Ia memasuki butik dengan segera, hendak menemui si pemilik butik yang kebetulan adalah anaknya sendiri. Ya … ia adalah Elisa Wardhana, yang saat ini sedang di sapa ramah oleh pegawai yang bekerja di butik yang
dulunya adalah miliknya sendiri.
"Selamat siang, Nyonya. Bagaimana kabarnya?" sapa dan tanya salah satu pegawai ramah, menyambut dengan senyum semakin lebar saat Elisa menyahutinya dengan senyum juga.
"Siang, kabar baik. Bagaimana dengan kamu, sehat kan?"
"Sehat, Nyonya. Terima kasih."
"Dimana Nona?" tanya Elisa saat tidak mendapati eksistensi sang anak, biasanya jika menjelang makan siang begini ia melihat anaknya sedang berkeliling butik.
"Ah! Nona sedang sibuk dengan studio, Nyonya."
"Oh … Lalu, bagaimana dengan butik? Apa semakin ramai?" tanya elisa, sambil berjalan dengan diikuti oleh pegawai yang tadi menyambutnya ramah.
"Tentu, Nyonya. Hari ini kita juga sedanga ada tamu VIP, kebetulan sedang menunggu Nona Queeneira. Dia bilang, hanya ingin Nona yang melayani," jelas si pegawai, membuat Elisa mengernyit namun tidak heran, karena
ia sering melihat banyak pelanggan yang hanya ingin di layani langsung oleh anaknya, apalagi dengan title VIP atau pelanggan tetap.
"Kali ini dari mana?" tanya Elisa, kemudian duduk tepat di belakang seseorang yang sedang dimaksud oleh si pegawai.
Sedang seseorang yang dimaksud atau juga Gavriel ini segera melihat ke asal suara, saat mendengar suara familiar seorang wanita yang duduk tepat di belakangnya.
"Onty," panggil Gavriel dengan suara baritonenya, membuat seseorang yang dipanggil onty itu menoleh dan menatapnya terkejut.
"Loh!
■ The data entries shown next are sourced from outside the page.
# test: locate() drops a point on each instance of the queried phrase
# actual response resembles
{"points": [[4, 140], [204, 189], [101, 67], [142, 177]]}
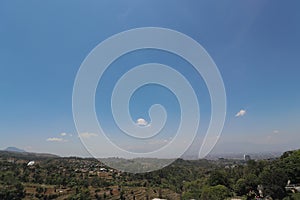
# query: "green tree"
{"points": [[218, 192]]}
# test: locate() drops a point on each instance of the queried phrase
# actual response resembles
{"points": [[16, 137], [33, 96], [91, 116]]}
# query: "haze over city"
{"points": [[255, 45]]}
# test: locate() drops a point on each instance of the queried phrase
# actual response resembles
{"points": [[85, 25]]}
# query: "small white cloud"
{"points": [[54, 139], [63, 134], [141, 122], [241, 113], [88, 135]]}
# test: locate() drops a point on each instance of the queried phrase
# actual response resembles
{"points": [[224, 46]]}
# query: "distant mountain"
{"points": [[14, 149]]}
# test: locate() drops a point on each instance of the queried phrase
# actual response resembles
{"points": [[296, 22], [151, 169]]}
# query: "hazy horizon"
{"points": [[254, 44]]}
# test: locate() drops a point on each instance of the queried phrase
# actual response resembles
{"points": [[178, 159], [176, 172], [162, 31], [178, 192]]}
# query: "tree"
{"points": [[218, 192]]}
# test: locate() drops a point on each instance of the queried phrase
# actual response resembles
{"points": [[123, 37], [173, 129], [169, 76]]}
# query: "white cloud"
{"points": [[54, 139], [141, 122], [241, 113], [88, 135], [63, 134]]}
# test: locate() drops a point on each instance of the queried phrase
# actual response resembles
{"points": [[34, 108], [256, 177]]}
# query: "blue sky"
{"points": [[255, 45]]}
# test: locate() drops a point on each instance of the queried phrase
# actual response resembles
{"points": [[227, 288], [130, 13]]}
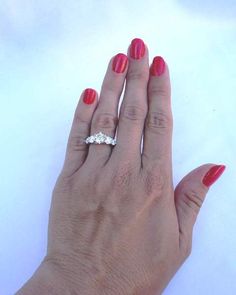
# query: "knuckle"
{"points": [[192, 200], [158, 121], [186, 250], [161, 91], [137, 75], [77, 143], [79, 121], [105, 120], [154, 183], [133, 113]]}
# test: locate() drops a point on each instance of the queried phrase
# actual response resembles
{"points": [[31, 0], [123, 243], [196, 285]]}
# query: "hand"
{"points": [[117, 226]]}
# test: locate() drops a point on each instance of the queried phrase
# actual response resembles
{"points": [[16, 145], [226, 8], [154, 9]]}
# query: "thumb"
{"points": [[189, 196]]}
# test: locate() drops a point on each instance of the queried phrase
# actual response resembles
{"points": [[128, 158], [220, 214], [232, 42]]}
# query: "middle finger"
{"points": [[134, 105]]}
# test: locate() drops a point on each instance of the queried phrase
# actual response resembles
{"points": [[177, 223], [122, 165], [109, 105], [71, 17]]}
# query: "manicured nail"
{"points": [[89, 96], [158, 66], [137, 48], [119, 63], [213, 174]]}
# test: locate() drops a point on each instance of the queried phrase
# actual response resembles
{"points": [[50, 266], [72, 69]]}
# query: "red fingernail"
{"points": [[119, 63], [89, 96], [158, 66], [137, 49], [213, 174]]}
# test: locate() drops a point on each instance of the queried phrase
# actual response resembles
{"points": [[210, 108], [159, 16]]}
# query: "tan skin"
{"points": [[117, 225]]}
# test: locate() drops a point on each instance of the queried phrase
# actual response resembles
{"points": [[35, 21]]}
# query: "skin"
{"points": [[117, 225]]}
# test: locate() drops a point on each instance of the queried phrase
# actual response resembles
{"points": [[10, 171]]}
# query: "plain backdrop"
{"points": [[50, 51]]}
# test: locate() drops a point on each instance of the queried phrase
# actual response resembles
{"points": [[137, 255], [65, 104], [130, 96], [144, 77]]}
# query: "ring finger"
{"points": [[105, 117]]}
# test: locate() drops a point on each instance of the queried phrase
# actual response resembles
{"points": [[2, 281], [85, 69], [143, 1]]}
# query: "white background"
{"points": [[50, 51]]}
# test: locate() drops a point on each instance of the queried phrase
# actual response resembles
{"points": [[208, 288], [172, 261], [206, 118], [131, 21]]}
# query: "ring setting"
{"points": [[99, 138]]}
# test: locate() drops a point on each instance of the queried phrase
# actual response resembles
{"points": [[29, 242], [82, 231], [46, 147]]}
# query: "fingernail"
{"points": [[119, 63], [137, 48], [213, 174], [158, 66], [89, 96]]}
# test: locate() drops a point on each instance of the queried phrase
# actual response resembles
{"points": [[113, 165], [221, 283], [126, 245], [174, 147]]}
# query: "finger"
{"points": [[158, 123], [134, 105], [77, 149], [106, 115], [189, 196]]}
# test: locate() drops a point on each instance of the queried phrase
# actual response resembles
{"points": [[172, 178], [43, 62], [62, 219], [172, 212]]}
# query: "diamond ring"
{"points": [[99, 138]]}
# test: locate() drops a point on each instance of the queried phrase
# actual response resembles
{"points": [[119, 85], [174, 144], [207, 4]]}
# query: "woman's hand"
{"points": [[117, 226]]}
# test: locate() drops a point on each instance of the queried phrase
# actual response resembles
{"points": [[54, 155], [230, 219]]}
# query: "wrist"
{"points": [[44, 281]]}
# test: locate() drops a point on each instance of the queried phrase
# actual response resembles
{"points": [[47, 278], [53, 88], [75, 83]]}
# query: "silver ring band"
{"points": [[99, 138]]}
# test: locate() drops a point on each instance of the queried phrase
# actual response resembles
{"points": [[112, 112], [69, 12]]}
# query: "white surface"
{"points": [[50, 51]]}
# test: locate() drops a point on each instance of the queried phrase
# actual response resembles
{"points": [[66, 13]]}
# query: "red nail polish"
{"points": [[119, 63], [89, 96], [137, 48], [213, 174], [158, 66]]}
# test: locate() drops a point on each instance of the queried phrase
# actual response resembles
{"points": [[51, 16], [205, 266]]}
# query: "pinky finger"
{"points": [[77, 149]]}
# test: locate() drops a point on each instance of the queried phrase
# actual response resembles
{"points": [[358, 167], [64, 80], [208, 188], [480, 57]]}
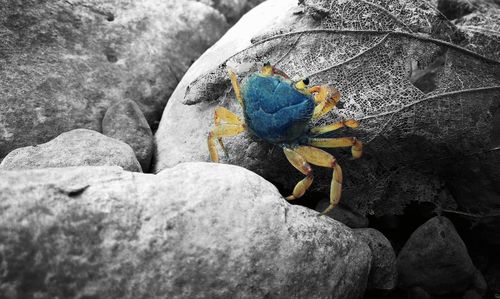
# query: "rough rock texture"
{"points": [[63, 63], [80, 147], [402, 70], [383, 273], [124, 121], [198, 230], [436, 259], [232, 9], [343, 215], [472, 294]]}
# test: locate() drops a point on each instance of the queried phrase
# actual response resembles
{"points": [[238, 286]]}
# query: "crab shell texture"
{"points": [[275, 110]]}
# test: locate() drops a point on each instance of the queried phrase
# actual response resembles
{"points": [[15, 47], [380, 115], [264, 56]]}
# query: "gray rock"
{"points": [[402, 130], [197, 230], [344, 215], [65, 62], [80, 147], [383, 272], [124, 121], [418, 293], [479, 283], [472, 294], [436, 259]]}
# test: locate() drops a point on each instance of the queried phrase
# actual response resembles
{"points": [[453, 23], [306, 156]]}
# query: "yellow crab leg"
{"points": [[301, 164], [326, 99], [356, 145], [223, 115], [236, 86], [222, 130], [321, 158], [351, 123]]}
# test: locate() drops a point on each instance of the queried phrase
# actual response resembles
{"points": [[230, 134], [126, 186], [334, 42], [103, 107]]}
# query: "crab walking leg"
{"points": [[223, 115], [351, 123], [222, 130], [355, 144], [326, 99], [236, 86], [301, 164], [321, 158]]}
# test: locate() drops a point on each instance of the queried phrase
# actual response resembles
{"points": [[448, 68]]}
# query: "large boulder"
{"points": [[197, 230], [63, 63], [383, 273], [124, 121], [435, 258], [80, 147], [423, 93]]}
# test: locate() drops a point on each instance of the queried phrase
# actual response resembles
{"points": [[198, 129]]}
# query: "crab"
{"points": [[279, 110]]}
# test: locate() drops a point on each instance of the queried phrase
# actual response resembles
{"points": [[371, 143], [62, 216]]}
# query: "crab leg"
{"points": [[356, 145], [319, 157], [351, 123], [326, 99], [226, 124], [301, 164], [236, 86], [222, 115]]}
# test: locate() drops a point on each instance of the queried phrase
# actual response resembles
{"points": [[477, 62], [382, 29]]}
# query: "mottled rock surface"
{"points": [[197, 230], [383, 273], [376, 55], [124, 121], [435, 258], [63, 63], [80, 147], [343, 215]]}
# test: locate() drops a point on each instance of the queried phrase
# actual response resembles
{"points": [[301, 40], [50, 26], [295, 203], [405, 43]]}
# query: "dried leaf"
{"points": [[424, 94]]}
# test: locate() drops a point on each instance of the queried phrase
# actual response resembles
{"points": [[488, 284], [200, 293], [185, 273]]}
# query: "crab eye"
{"points": [[267, 69], [301, 85]]}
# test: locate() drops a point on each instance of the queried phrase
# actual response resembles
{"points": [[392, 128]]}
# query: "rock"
{"points": [[472, 294], [197, 230], [343, 215], [65, 62], [479, 283], [383, 272], [408, 145], [418, 293], [232, 9], [436, 259], [124, 121], [80, 147]]}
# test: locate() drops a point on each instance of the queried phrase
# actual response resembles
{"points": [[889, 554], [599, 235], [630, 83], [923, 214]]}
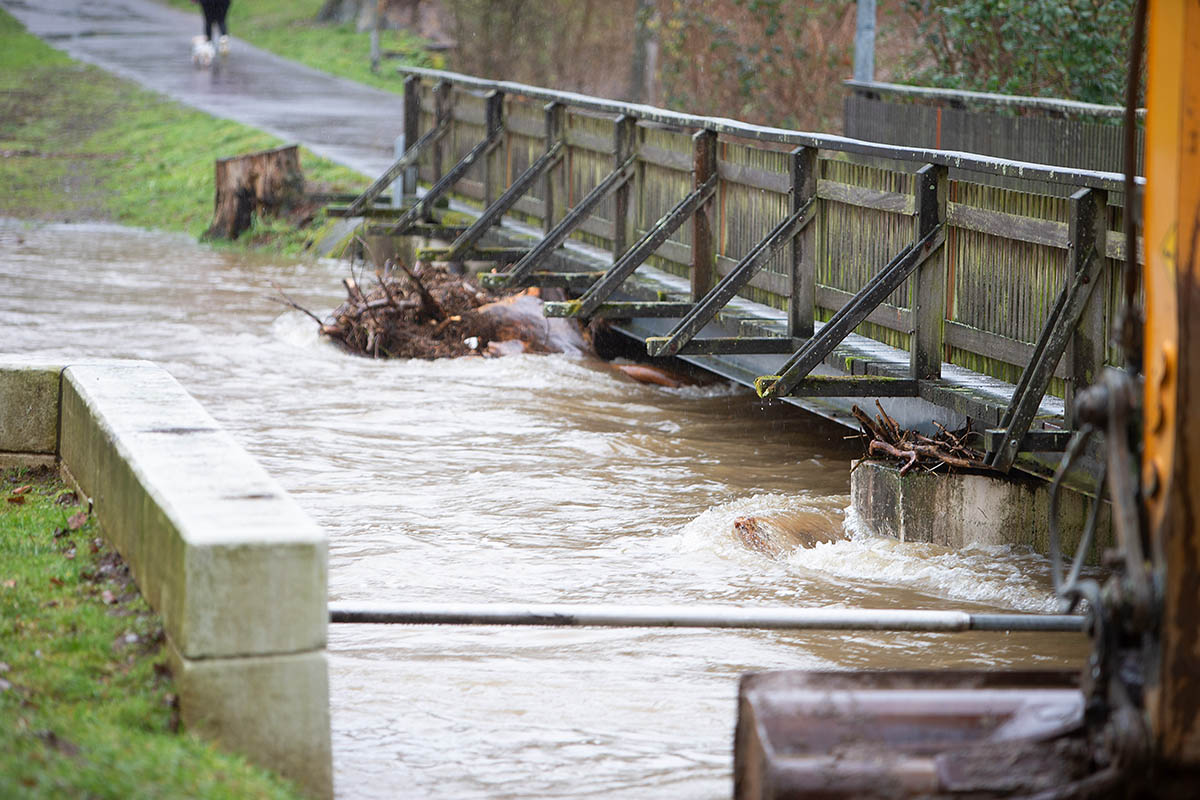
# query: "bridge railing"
{"points": [[1044, 130], [988, 298]]}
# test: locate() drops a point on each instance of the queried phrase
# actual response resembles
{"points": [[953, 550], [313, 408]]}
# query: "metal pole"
{"points": [[798, 619], [864, 41]]}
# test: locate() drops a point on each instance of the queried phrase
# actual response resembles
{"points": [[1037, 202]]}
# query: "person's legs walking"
{"points": [[222, 8]]}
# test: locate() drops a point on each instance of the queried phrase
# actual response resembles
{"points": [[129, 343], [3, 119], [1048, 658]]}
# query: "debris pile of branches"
{"points": [[886, 438], [430, 312]]}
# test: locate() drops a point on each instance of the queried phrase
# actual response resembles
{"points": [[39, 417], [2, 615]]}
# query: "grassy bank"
{"points": [[78, 143], [85, 697], [287, 28]]}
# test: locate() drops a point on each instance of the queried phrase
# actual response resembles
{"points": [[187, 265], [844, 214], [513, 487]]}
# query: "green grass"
{"points": [[287, 28], [87, 703], [79, 143]]}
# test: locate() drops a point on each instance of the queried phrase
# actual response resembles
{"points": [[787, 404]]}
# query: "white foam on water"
{"points": [[996, 576]]}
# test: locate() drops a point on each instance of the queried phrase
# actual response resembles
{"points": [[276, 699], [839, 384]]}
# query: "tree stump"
{"points": [[261, 184]]}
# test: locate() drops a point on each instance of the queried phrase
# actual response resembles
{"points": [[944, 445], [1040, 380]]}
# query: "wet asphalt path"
{"points": [[143, 41]]}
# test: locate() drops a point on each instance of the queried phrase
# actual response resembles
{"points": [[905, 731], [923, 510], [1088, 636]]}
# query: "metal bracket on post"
{"points": [[1086, 264], [929, 280]]}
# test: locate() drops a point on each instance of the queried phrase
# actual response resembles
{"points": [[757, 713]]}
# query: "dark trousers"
{"points": [[214, 13]]}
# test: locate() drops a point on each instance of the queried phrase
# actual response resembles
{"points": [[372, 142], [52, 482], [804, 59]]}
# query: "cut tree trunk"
{"points": [[267, 184]]}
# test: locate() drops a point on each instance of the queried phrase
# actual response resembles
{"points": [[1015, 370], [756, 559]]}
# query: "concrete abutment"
{"points": [[960, 510]]}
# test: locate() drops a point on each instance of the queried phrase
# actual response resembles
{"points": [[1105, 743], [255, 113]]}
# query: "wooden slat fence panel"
{"points": [[665, 180], [857, 241], [751, 200]]}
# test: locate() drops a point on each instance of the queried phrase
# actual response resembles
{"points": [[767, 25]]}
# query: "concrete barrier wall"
{"points": [[233, 565]]}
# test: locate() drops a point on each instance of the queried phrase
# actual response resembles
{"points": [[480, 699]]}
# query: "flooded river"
{"points": [[523, 479]]}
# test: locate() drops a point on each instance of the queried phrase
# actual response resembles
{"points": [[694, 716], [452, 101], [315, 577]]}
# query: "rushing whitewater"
{"points": [[540, 479]]}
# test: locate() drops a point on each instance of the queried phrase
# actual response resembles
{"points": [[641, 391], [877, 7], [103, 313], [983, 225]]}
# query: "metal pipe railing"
{"points": [[712, 617], [972, 162]]}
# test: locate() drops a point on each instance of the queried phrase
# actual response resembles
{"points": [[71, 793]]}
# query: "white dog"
{"points": [[202, 52]]}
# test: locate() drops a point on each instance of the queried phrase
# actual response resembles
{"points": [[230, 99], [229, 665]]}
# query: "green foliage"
{"points": [[90, 145], [87, 704], [1077, 49], [757, 60]]}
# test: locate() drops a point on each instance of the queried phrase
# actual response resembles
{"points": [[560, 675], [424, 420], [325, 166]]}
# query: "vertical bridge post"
{"points": [[412, 133], [929, 280], [556, 132], [1089, 228], [493, 116], [802, 305], [702, 251], [624, 146], [1085, 266], [443, 109]]}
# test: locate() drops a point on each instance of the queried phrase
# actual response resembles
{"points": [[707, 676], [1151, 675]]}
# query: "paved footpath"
{"points": [[151, 44]]}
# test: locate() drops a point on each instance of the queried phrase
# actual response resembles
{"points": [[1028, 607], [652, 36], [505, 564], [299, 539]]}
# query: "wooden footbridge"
{"points": [[819, 269]]}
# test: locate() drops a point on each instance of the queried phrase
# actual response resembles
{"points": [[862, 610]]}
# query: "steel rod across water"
{"points": [[798, 619]]}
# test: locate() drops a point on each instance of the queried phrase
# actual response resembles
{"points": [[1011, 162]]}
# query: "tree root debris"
{"points": [[885, 437], [429, 312]]}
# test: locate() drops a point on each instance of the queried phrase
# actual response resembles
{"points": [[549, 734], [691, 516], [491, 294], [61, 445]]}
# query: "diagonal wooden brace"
{"points": [[556, 235], [851, 316], [1087, 229], [411, 157], [444, 185], [724, 292], [507, 200], [636, 256]]}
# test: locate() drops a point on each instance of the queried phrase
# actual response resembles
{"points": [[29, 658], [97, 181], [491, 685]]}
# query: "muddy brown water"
{"points": [[541, 479]]}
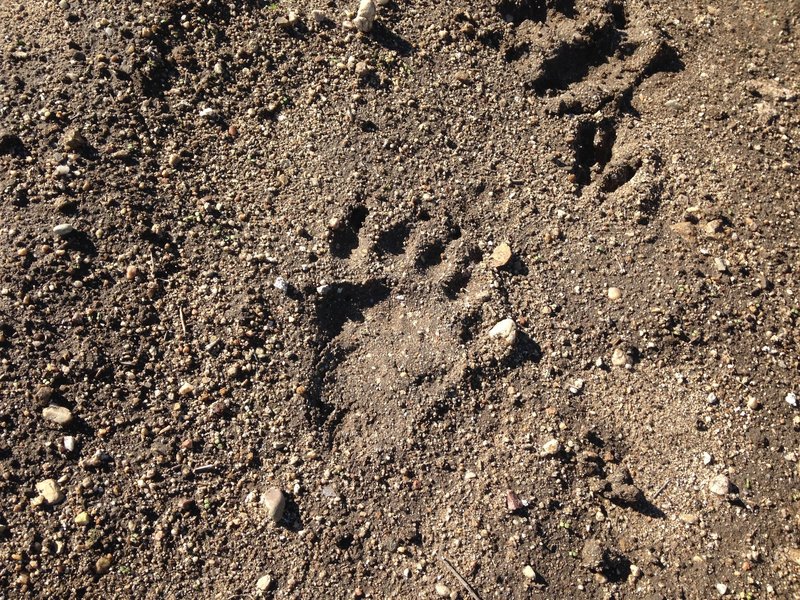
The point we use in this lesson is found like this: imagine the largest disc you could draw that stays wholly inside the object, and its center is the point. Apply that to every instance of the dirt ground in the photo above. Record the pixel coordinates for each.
(496, 300)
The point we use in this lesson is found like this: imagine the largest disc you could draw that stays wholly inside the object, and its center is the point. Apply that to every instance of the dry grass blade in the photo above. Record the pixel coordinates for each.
(470, 590)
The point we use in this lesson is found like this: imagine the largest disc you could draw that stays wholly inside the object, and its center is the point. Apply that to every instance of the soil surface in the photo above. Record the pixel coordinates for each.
(496, 300)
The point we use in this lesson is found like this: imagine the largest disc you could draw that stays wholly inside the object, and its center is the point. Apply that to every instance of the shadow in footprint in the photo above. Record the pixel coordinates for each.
(390, 40)
(292, 517)
(527, 350)
(345, 239)
(347, 303)
(393, 240)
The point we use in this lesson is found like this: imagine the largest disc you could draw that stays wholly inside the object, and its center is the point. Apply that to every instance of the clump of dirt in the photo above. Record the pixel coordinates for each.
(492, 300)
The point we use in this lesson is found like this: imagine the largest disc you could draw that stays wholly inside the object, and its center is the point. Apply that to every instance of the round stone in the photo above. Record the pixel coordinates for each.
(619, 358)
(505, 330)
(529, 572)
(501, 255)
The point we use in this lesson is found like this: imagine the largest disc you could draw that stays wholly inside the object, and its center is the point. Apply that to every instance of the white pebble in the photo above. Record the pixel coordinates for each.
(505, 330)
(281, 284)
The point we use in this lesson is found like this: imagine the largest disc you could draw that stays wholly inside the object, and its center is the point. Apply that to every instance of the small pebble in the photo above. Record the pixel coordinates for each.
(263, 583)
(501, 255)
(281, 284)
(63, 230)
(505, 330)
(551, 447)
(528, 571)
(74, 141)
(365, 18)
(513, 502)
(50, 491)
(274, 501)
(103, 564)
(58, 415)
(720, 485)
(131, 272)
(619, 358)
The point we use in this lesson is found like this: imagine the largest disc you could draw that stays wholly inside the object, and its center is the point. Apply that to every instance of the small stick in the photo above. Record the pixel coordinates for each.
(461, 580)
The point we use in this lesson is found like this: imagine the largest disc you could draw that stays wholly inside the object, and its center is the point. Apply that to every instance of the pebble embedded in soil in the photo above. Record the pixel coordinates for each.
(365, 17)
(263, 583)
(103, 564)
(63, 229)
(501, 255)
(619, 358)
(58, 415)
(50, 491)
(551, 447)
(505, 330)
(720, 485)
(513, 502)
(529, 572)
(74, 141)
(274, 502)
(281, 284)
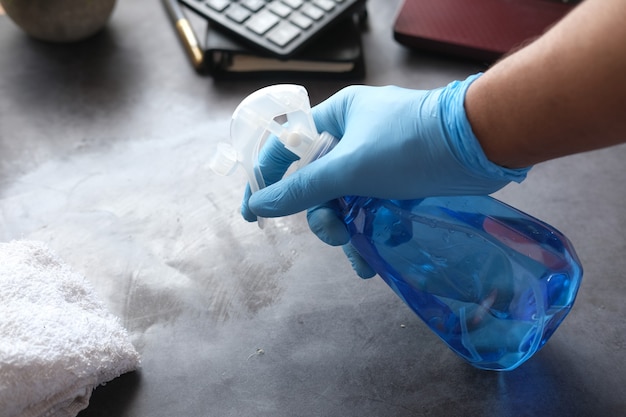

Gavriel, kamu disini," pekik Elisa kaget, sedangkan Gavriel hanya tersenyum kecil dengan kepala mengangguk singkat.
"Hn. Aku sedang menunggu Queene untuk pengukuran jas, onty," ujar Gavriel menjelaskan, berbeda sekali jika sedang berbicara dengan yang lainnya. Meskipun nadanya sama sekali tidak berubah, tapi Elisa yang kenal
Gavriel dari zaman masih dalam rahim sangat menegrti, jika saat ini Gavriel menanggapinya dengan hangat.
"Queene sudah kamu beri tahu? Kok dia belum datang juga?" tanya Elisa beruntun, menuai senyuman kecil dari Gavriel yang membuat sekitarnya salah tingkah.
"Sudah Onty, maka itu aku sedang menunggu. Aku juga hanya punya waktu sedikit lagi, untuk pengukuran dan juga pemilihan model jas nanti," jelas Gavriel sekalian mengadu dengan penyampaian tersirat, yang segera dimengerti oleh Elisa yang mengangguk singkat.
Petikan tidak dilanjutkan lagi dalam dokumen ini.